Placement of the urethral sling is done as an outpatient procedure and only requires a small incision in the vagina. You can expect to go home a few hours after the procedure. Most women do not experience major pain or discomfort after the placement.
- A minimally invasive outpatient procedure
- An effective treatment for SUI for more than 30 years
- Many women see immediate results following placement of the sling
- Covered by most major medical insurance
- General risks associated with surgery
- Serious complications are very rare but can include trouble with urination following the procedure, a reaction to the sling material, or return to incontinence
Urethral bulking involves the injection of a special material called a bulking agent around the urethra. Your doctor can perform this minimally invasive procedure under local anesthesia in the office or in an outpatient surgical center. The bulking agent helps build up the thickness of the urethral wall to support the bladder and form a tight seal to prevent urine leakage. Using a periurethral or transurethral approach, your doctor will inject the bulking material into the area around the urethra.
- No incisions
- A quick procedure with minimal side effects
- Short recovery time
- May not work for some women
- Not a permanent treatment; may need to be repeated over the course of months to years
Secondary Surgical Treatment Options for SUI
Autologous Pubo-Vaginal Sling
An alternative to the urethral sling, the autologous pubo-vaginal sling is an option for women who do not wish to have the more common mesh sling implanted. This procedure utilizes the patient’s own fascia (connective tissue), taken from the thigh or lower pelvic area, to create the sling. Because your doctor uses your own tissue, there is no reaction to synthetic materials. The procedure, which is a more invasive, intricate surgery than a urethral sling, involves a small vaginal incision as well as two small incisions made above the pubic bone to insert and place the sling. A small incision in either the thigh or lower pelvis is also made to harvest the tissue.

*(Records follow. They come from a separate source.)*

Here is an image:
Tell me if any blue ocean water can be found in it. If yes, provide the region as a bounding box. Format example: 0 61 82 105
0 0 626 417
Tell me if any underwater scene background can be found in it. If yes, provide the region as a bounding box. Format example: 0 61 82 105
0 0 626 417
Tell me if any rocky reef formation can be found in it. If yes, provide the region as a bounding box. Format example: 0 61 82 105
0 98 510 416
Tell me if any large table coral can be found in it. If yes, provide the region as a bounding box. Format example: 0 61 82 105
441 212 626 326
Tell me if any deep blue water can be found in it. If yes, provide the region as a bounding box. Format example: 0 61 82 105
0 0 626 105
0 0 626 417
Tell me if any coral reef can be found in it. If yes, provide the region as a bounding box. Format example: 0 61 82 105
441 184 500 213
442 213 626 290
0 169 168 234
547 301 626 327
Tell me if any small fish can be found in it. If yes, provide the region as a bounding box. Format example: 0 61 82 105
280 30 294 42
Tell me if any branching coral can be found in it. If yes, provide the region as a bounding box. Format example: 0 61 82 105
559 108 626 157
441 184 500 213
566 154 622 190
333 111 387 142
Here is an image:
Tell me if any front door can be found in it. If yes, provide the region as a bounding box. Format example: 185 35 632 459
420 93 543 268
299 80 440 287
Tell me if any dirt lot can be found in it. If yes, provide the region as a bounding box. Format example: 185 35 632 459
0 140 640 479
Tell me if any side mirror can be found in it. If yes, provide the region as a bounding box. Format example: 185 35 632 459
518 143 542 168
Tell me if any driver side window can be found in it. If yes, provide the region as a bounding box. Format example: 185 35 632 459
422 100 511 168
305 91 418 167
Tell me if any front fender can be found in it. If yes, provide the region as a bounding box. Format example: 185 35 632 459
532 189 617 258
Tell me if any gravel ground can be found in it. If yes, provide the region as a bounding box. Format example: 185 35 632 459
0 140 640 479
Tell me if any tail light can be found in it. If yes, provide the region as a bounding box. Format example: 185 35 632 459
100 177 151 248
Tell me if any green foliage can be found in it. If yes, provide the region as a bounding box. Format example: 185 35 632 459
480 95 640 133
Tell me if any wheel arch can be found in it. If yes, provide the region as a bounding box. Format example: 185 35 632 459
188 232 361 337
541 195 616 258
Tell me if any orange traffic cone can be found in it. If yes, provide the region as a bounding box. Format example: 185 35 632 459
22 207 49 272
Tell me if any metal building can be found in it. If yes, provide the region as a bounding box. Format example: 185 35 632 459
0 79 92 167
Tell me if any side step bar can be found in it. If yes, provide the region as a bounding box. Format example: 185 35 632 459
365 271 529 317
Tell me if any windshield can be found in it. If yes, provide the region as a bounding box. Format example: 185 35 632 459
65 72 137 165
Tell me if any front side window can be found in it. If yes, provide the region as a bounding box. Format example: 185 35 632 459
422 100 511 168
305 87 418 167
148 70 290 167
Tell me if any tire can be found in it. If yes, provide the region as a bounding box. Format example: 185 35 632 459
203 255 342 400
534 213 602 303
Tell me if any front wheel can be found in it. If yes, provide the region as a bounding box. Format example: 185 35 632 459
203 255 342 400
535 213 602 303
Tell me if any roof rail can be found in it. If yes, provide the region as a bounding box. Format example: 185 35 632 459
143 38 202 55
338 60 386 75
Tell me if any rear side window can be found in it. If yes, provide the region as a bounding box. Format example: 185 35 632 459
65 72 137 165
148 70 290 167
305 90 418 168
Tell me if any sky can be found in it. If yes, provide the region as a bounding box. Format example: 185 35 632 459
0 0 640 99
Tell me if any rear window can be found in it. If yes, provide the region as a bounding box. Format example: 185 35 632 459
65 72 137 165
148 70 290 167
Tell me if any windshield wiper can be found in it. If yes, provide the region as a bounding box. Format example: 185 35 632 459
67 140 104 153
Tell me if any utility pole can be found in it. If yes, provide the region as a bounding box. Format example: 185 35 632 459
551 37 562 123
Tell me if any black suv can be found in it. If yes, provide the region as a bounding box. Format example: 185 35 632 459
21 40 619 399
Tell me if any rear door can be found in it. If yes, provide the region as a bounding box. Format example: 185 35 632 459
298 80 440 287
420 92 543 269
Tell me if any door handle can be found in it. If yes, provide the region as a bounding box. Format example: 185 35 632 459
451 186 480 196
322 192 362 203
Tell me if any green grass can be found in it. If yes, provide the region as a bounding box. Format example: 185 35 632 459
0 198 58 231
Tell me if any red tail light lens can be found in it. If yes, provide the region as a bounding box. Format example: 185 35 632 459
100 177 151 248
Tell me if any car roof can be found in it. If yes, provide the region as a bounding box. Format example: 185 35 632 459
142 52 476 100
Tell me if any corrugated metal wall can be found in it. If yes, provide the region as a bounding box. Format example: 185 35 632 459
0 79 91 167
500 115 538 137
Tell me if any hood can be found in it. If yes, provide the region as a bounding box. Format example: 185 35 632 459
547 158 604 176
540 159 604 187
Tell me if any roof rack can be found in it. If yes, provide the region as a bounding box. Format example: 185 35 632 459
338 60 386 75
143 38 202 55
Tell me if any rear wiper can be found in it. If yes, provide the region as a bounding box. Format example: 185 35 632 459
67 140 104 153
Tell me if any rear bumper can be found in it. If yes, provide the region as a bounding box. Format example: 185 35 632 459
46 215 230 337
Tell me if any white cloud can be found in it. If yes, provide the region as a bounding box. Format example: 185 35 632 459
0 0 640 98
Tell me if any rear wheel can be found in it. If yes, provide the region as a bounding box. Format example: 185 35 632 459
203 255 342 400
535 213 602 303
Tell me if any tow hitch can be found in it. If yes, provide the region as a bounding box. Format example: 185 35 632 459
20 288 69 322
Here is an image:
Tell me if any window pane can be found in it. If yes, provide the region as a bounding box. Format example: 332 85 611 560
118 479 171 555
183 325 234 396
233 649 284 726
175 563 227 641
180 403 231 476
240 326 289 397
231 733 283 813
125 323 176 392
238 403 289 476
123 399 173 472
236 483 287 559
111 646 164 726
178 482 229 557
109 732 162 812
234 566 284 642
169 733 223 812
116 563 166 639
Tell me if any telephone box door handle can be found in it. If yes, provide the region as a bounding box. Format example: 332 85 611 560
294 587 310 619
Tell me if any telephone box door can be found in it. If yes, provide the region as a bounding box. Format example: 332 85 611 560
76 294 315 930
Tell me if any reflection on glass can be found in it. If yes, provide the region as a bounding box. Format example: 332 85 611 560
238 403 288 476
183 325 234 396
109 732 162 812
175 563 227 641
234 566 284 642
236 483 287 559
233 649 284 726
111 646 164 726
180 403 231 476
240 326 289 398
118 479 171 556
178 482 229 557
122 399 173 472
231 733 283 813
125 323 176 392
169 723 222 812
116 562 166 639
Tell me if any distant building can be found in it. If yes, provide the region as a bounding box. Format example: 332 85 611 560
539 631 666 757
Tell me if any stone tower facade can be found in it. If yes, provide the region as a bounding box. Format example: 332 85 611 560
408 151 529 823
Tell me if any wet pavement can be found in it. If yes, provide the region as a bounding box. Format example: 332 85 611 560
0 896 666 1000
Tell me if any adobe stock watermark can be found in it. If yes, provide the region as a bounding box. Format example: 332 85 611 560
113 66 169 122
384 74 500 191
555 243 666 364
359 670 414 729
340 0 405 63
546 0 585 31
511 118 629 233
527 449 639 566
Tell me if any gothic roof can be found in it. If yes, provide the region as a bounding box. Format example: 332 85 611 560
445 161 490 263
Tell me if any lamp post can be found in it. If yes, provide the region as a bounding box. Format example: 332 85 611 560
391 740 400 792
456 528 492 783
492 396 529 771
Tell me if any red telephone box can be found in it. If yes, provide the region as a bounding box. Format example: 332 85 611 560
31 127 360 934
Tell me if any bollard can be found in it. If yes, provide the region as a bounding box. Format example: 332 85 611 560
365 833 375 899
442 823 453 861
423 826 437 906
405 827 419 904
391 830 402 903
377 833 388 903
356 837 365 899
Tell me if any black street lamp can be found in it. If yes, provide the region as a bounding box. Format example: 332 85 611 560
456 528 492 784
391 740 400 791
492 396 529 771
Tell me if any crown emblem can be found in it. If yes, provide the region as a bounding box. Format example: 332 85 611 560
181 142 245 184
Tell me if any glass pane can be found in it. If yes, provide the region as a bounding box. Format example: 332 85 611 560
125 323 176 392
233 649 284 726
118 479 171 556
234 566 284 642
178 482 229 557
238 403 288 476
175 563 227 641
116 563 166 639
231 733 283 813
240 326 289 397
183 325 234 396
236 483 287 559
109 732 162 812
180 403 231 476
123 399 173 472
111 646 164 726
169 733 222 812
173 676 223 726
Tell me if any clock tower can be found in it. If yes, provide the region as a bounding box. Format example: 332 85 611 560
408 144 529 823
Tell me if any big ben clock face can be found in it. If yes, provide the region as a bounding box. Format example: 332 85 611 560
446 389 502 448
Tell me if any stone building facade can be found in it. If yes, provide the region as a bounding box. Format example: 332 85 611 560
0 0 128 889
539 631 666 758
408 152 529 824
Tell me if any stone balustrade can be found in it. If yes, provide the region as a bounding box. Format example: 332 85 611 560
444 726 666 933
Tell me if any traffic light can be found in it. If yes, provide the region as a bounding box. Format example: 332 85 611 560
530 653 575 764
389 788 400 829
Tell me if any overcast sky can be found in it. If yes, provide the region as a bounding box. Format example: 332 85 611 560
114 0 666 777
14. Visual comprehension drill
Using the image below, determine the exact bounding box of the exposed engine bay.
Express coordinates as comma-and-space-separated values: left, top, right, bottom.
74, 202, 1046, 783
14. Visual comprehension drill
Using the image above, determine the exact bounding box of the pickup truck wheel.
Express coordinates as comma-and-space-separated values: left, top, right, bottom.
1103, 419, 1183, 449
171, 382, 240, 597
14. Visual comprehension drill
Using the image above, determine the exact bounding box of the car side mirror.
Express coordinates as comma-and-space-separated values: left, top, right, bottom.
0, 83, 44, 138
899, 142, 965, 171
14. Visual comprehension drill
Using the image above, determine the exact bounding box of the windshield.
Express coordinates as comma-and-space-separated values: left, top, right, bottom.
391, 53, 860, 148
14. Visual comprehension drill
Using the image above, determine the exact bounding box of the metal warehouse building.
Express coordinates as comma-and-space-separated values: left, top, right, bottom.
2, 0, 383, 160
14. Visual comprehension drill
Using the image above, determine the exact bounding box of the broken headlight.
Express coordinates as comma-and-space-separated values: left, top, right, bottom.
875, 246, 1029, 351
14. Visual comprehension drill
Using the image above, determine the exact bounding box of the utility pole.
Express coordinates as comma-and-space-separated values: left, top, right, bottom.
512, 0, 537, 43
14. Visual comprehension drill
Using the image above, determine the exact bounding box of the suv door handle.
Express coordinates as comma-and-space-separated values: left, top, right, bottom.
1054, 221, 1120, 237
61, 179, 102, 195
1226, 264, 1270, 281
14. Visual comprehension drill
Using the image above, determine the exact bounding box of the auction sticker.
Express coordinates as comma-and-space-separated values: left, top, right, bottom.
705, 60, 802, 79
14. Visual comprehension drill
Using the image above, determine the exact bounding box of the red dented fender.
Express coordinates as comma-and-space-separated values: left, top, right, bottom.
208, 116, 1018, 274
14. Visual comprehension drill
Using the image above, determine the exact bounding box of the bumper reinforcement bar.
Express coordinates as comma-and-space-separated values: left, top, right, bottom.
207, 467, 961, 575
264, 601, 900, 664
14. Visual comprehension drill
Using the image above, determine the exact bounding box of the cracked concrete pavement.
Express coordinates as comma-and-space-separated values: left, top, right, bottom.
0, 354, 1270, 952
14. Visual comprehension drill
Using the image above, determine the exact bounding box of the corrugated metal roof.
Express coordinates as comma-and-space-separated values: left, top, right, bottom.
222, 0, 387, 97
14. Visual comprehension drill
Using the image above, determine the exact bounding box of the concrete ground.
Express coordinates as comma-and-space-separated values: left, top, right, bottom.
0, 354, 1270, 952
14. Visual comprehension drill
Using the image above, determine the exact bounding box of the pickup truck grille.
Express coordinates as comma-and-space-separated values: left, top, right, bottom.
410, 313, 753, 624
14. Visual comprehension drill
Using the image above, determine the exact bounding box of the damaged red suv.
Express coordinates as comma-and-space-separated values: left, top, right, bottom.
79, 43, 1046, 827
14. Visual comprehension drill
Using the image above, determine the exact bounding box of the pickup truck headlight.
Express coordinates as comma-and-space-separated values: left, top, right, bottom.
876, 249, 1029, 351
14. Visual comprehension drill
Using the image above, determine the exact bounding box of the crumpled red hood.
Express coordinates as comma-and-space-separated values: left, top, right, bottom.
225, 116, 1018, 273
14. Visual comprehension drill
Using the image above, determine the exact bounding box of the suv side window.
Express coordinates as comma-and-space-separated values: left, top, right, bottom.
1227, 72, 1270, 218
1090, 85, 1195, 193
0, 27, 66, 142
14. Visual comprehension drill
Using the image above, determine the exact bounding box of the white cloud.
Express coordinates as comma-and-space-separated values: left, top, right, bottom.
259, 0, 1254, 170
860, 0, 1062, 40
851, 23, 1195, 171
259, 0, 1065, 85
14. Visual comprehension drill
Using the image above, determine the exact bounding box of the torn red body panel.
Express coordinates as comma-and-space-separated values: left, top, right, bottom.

Retropubic Suspension Surgery (Burch Procedure)
In some women, the bladder neck and urethra have dropped into the pelvic area, which causes involuntary urine leakage. Retropubic suspension surgery is a less common procedure that treats SUI by lifting the sagging bladder neck and urethra by attaching the bladder to structures behind the pubic bone to provide added support. This procedure is typically performed laparoscopically or through open surgery under general anesthesia through several small incisions in the abdomen.